Donnerstag, 17. Juni 2010

Der muslimische Norden Nigerias

Wie der Großteil der westafrikanischen Küstenländer ist Nigeria religiös zweigeteilt: Während der hauptsächlich von den Volksgruppen Yoruba und Ibo bevölkerte Süden christlich missioniert wurde, verbreitete sich im Norden durch den Transsaharahandel aus Arabien der Islam. So haben heutzutage 13 Bundesstaaten seit 2000 die Sharia als Rechtssystem angenommen. Bevölkert wird der Norden überwiegend von den Hausa und den Fulani, die sich teilweise zu einer Volksgruppe „Hausa-Fulani“ vermischt haben, sowie den Kanuri im nordöstlichsten Bundesstaat Borno. Hausa ist eine der wichtigsten nicht-kolonialen afrikanischen Sprachen und wird nicht nur von den in Westafrika verbreiteten Hausa gesprochen, sondern in den nördlichen Teilen Benins, Burkina Fasos, Ghanas, Nigers, Nigerias und der Elfenbeinküste als Handelssprache gebraucht. Es ist stark durch das arabische beeinflusst, was auch in der Aussprache deutlich wird. Die Hausa bilden die größte Bevölkerungsgruppe Nigerias.

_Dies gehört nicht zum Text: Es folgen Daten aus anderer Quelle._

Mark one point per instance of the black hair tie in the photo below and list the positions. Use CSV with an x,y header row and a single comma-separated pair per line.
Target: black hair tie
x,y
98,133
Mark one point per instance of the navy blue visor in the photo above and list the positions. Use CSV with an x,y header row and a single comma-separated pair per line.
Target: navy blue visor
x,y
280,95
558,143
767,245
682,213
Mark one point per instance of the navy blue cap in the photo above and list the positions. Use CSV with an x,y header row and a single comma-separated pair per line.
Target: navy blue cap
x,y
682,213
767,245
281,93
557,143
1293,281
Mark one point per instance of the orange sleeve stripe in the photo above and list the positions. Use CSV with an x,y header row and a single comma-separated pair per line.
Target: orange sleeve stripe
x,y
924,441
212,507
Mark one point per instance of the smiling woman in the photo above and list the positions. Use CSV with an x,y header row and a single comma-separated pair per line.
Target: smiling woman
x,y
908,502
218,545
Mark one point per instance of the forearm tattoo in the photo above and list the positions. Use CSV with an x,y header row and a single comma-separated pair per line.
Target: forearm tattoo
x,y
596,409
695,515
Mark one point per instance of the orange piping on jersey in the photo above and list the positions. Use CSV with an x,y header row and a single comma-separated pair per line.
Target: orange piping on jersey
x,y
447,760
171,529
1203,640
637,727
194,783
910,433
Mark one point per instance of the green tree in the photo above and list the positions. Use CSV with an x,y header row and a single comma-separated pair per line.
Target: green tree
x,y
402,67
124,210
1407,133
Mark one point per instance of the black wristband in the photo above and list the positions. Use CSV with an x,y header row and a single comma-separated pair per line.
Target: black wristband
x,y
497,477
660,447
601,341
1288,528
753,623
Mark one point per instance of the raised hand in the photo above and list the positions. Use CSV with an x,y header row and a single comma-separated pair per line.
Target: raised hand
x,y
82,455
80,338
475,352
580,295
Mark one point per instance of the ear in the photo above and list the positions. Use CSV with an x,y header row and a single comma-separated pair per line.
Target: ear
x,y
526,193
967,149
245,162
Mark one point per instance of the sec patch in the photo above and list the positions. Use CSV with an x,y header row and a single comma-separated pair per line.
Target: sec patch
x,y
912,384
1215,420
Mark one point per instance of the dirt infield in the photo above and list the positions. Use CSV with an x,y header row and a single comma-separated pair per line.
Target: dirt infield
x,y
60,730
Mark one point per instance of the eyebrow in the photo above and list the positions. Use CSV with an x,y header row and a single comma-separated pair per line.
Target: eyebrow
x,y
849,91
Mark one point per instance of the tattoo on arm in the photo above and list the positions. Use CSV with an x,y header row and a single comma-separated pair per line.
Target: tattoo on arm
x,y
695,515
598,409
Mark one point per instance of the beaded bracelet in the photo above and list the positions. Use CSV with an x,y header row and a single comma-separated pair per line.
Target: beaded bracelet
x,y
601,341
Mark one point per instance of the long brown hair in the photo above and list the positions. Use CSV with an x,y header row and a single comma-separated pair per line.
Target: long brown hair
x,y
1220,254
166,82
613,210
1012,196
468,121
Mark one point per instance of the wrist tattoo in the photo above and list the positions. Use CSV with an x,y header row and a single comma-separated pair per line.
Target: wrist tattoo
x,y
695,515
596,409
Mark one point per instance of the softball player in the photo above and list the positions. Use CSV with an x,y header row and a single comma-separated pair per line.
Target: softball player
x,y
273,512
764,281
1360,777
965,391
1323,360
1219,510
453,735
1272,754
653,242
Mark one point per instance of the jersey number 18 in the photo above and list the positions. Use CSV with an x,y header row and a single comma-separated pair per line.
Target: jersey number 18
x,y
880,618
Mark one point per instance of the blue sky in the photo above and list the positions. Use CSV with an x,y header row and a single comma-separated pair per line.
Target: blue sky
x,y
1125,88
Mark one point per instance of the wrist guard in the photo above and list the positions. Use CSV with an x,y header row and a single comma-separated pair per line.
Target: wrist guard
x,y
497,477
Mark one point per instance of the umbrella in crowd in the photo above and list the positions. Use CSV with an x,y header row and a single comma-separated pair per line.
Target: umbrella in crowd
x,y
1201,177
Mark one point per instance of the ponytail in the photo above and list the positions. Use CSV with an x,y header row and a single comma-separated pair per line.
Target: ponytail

Der Norden beinhaltet die zweitgrößte Stadt Nigerias und gleichzeitig älteste Stadt Westafrikas: Kano. Diese Stadt war zusammen mit Sokoto eine der wichtigsten Städte im Transsaharahandel. Sokoto war Hauptstadt des gleichnamigen Kalifates und ist immernoch ein religiöses Zentrum des Islams.
Im Yorubagebiet, wo ich wohne, bekomme ich oft zu hören, dass der Norden ungebildet und arm sei, weshalb viele Hausas in den Süden und speziell nach Lagos kämen, wo sie einfache und schlecht bezahlte Arbeit als Schuhmacher, Straßenkoch, Okadafahrer oder Geldwechsler bekommen. Da der überwiegende Teil der Betreiber von Suya-Grillen (Suya ist Grillfleisch) aus dem Norden stammt und somit muslimisch ist, wurde mir auch einmal gesagt, dass ich kein Suya kaufen dürfe, weil die Hausa es für die Christen vergiften. Und sogar meine Chefin, die 22 Jahre in Großbrittanien gelebt hat, meinte, dass eine schlimme Magenverstimmung von mir vom vergifteten Suya stamme. Diese Vorurteile tragen nicht gerade zur Einigung des Landes bei, das so schon unter starken Konflikten von Muslimen und Christen leidet, was an den Ausschreitungen in Jos zu sehen ist, was in der Mitte Nigerias und damit in der Grenzregion von Muslimen und Christen, liegt.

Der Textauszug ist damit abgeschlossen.